Was wusste V-Mann Marschner über die damals gesuchten Neonazis, die in Zwickau wohnten? Zählte er zum Kreis ihrer Unterstützer? Und gingen die Ermittler solchen Hinweisen ausreichend nach? Damit befasst sich ab kommender Woche der zweite NSU-Untersuchungsausschuss des Bundestages.

Aufzuklären gibt es weiter viel: Bis heute ist es den Ermittlern etwa nicht gelungen, zu rekonstruieren, wie die Terroristen in den Jahren 2000 und 2001 an die Tatorte ihrer ersten Morde in Nürnberg, München und Hamburg gelangten. Später nutzten sie dafür geliehene Wohnmobile und Fahrräder. Aber wer stellte ihnen davor Fahrzeuge zur Verfügung oder nahm sie vielleicht im Auto mit? Bis heute ist ungeklärt, wie groß das Netzwerk der Helfer war, wie viele etwas wissen und bis heute stillhalten.

Ab dem Sommer 2000 wohnten die mutmaßlichen NSU-Mitglieder in der sächsischen 90000-Einwohner-Stadt Zwickau – bis zu ihrer Selbstenttarnung Ende 2011 ohne Probleme.
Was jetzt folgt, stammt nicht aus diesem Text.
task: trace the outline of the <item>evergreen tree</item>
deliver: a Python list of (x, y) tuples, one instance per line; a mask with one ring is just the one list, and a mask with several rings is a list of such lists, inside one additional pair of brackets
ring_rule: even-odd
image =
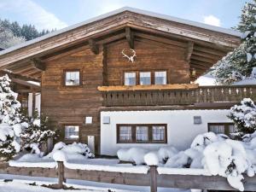
[(43, 113), (39, 115), (37, 110), (34, 111), (32, 117), (27, 119), (28, 126), (23, 129), (20, 134), (21, 148), (39, 154), (40, 148), (47, 139), (55, 137), (57, 134), (53, 131), (54, 125), (49, 121), (48, 117)]
[(9, 160), (20, 150), (19, 137), (27, 127), (20, 113), (17, 94), (10, 89), (8, 75), (0, 78), (0, 160)]
[(256, 67), (256, 0), (246, 3), (236, 29), (243, 33), (242, 43), (215, 65), (212, 74), (219, 84), (244, 79)]
[(228, 117), (233, 120), (239, 137), (256, 131), (256, 106), (249, 98), (244, 98), (241, 105), (232, 107)]

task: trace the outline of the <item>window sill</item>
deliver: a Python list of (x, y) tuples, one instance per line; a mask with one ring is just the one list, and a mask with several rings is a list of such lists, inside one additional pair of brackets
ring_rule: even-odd
[(98, 86), (100, 91), (123, 91), (123, 90), (190, 90), (197, 89), (198, 84), (172, 84), (151, 85), (120, 85), (120, 86)]

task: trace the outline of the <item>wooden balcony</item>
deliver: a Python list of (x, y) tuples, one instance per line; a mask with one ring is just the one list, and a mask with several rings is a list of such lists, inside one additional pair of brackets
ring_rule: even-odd
[(256, 101), (256, 85), (198, 86), (197, 84), (151, 86), (106, 86), (103, 106), (171, 106), (239, 102), (245, 97)]

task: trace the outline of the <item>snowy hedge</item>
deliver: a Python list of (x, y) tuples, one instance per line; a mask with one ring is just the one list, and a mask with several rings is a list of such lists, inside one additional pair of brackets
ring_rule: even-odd
[(137, 165), (160, 163), (160, 166), (164, 167), (204, 169), (211, 175), (227, 177), (232, 187), (243, 190), (242, 174), (253, 177), (256, 172), (256, 132), (243, 138), (244, 141), (236, 141), (223, 134), (207, 132), (198, 135), (184, 151), (169, 146), (158, 151), (122, 148), (117, 154), (120, 160), (133, 161)]

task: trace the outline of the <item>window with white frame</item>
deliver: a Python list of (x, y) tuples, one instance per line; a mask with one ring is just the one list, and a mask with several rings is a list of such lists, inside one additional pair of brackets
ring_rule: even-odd
[(154, 72), (154, 84), (166, 84), (166, 72)]
[(125, 73), (125, 85), (136, 85), (136, 73)]
[(79, 139), (79, 125), (65, 125), (65, 138), (66, 139)]
[(65, 72), (65, 85), (76, 86), (80, 84), (80, 71), (66, 71)]
[(119, 140), (122, 142), (131, 141), (131, 126), (120, 126), (119, 127)]
[(140, 72), (140, 84), (141, 85), (151, 84), (151, 73), (150, 72)]
[(148, 126), (136, 126), (136, 141), (147, 142), (148, 141)]
[(216, 134), (225, 134), (230, 137), (233, 137), (232, 133), (236, 131), (232, 123), (209, 123), (208, 130)]
[(154, 125), (152, 126), (152, 140), (165, 141), (166, 139), (166, 126)]

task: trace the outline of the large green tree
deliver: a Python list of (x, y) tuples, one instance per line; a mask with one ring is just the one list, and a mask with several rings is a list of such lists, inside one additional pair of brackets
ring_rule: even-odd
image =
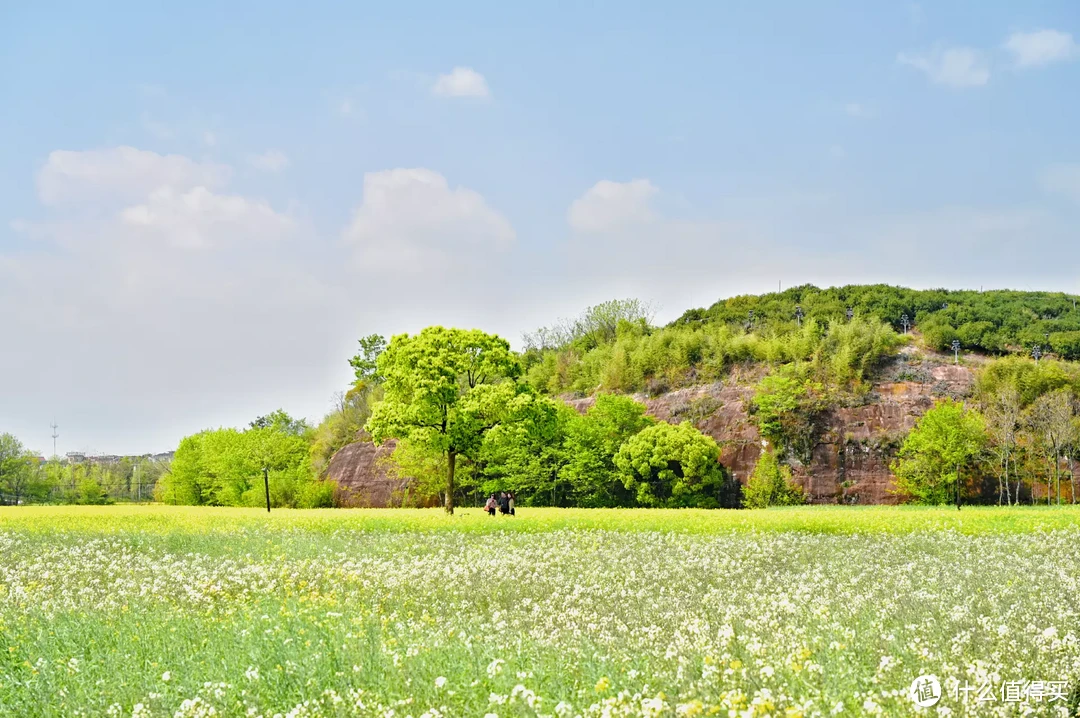
[(0, 503), (18, 504), (40, 488), (37, 459), (14, 435), (0, 434)]
[(720, 447), (689, 421), (643, 429), (622, 445), (615, 463), (643, 505), (719, 505)]
[(904, 439), (892, 463), (894, 492), (917, 503), (959, 501), (960, 472), (985, 443), (985, 422), (978, 412), (953, 399), (940, 402)]
[(475, 459), (484, 434), (514, 415), (528, 388), (505, 339), (478, 329), (428, 327), (399, 335), (379, 354), (383, 398), (367, 420), (376, 444), (405, 439), (446, 458), (444, 506), (454, 513), (459, 457)]
[(154, 496), (166, 503), (262, 505), (266, 469), (271, 504), (326, 505), (332, 487), (313, 476), (310, 434), (303, 422), (275, 411), (245, 431), (217, 429), (187, 436)]
[(519, 504), (565, 504), (570, 490), (559, 474), (569, 458), (567, 432), (578, 418), (564, 402), (523, 394), (515, 416), (484, 436), (477, 488), (484, 495), (513, 489)]
[(644, 404), (620, 394), (600, 394), (584, 415), (569, 418), (567, 463), (559, 477), (569, 484), (579, 505), (619, 506), (634, 501), (615, 457), (626, 441), (653, 423)]

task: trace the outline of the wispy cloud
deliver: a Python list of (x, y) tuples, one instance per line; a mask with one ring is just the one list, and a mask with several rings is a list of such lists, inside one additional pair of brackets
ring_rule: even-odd
[(1015, 67), (1042, 67), (1080, 57), (1080, 45), (1072, 36), (1059, 30), (1013, 32), (1001, 45), (1013, 57)]
[(281, 150), (267, 150), (260, 154), (252, 154), (247, 158), (247, 163), (262, 172), (281, 172), (291, 164), (288, 155)]
[(440, 74), (431, 92), (442, 97), (488, 97), (491, 94), (484, 76), (471, 67), (455, 67), (448, 74)]
[(990, 80), (986, 53), (974, 48), (902, 52), (896, 62), (922, 71), (934, 84), (949, 87), (978, 87)]

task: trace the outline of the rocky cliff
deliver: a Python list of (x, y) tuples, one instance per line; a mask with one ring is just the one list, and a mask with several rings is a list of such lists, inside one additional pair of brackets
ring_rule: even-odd
[[(950, 357), (948, 357), (950, 358)], [(870, 391), (848, 406), (827, 412), (810, 460), (794, 461), (796, 479), (814, 503), (894, 503), (889, 493), (889, 463), (904, 435), (937, 398), (966, 396), (974, 383), (969, 366), (905, 348), (877, 374)], [(690, 421), (719, 443), (720, 462), (745, 483), (762, 439), (750, 416), (754, 384), (761, 367), (733, 371), (724, 382), (701, 384), (659, 396), (636, 395), (649, 415), (662, 421)], [(579, 411), (593, 398), (564, 397)], [(345, 447), (330, 461), (329, 477), (355, 497), (349, 505), (399, 505), (406, 483), (389, 478), (379, 459), (392, 451), (369, 441)], [(396, 497), (396, 498), (395, 498)]]
[(369, 435), (361, 432), (356, 442), (345, 446), (330, 459), (327, 476), (338, 485), (338, 501), (342, 506), (400, 506), (406, 497), (408, 479), (388, 474), (386, 459), (393, 453), (396, 442), (375, 446)]

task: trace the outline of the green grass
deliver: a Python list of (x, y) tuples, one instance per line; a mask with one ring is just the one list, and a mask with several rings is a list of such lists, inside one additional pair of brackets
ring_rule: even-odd
[(0, 506), (0, 529), (91, 533), (220, 533), (252, 529), (333, 532), (431, 531), (527, 533), (563, 529), (605, 531), (809, 531), (909, 533), (955, 530), (970, 534), (1024, 533), (1080, 526), (1077, 506), (794, 506), (758, 511), (663, 509), (530, 509), (488, 516), (459, 509), (274, 510), (203, 506)]
[(905, 716), (926, 673), (954, 715), (995, 673), (1076, 700), (1078, 518), (4, 507), (0, 716)]

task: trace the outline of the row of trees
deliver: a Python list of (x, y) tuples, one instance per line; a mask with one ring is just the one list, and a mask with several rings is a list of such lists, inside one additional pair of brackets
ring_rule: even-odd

In der Szene dort war V-Mann „Primus“, bis er 2007 die Stadt fluchtartig verließ, lange eine zentrale Figur: Gewalttätig, Inhaber von einschlägigen Läden, in Geschäfte mit verbotener Neonazi-Musik involviert. Er streitet ab, die drei damals gekannt oder gar unterstützt zu haben.

Ins Visier der Ermittler geriet Marschner nach 2011 dennoch: Für sein Unternehmen lieh er zur fraglichen Zeit 2001 mehrmals Autos bei einer Firma, die später auch der NSU nutzte. Seine Truppe war damals zudem in München und Nürnberg auf Baustellen eingesetzt – also in den Städten, in denen die Terroristen ihre ersten von zehn Morde begingen.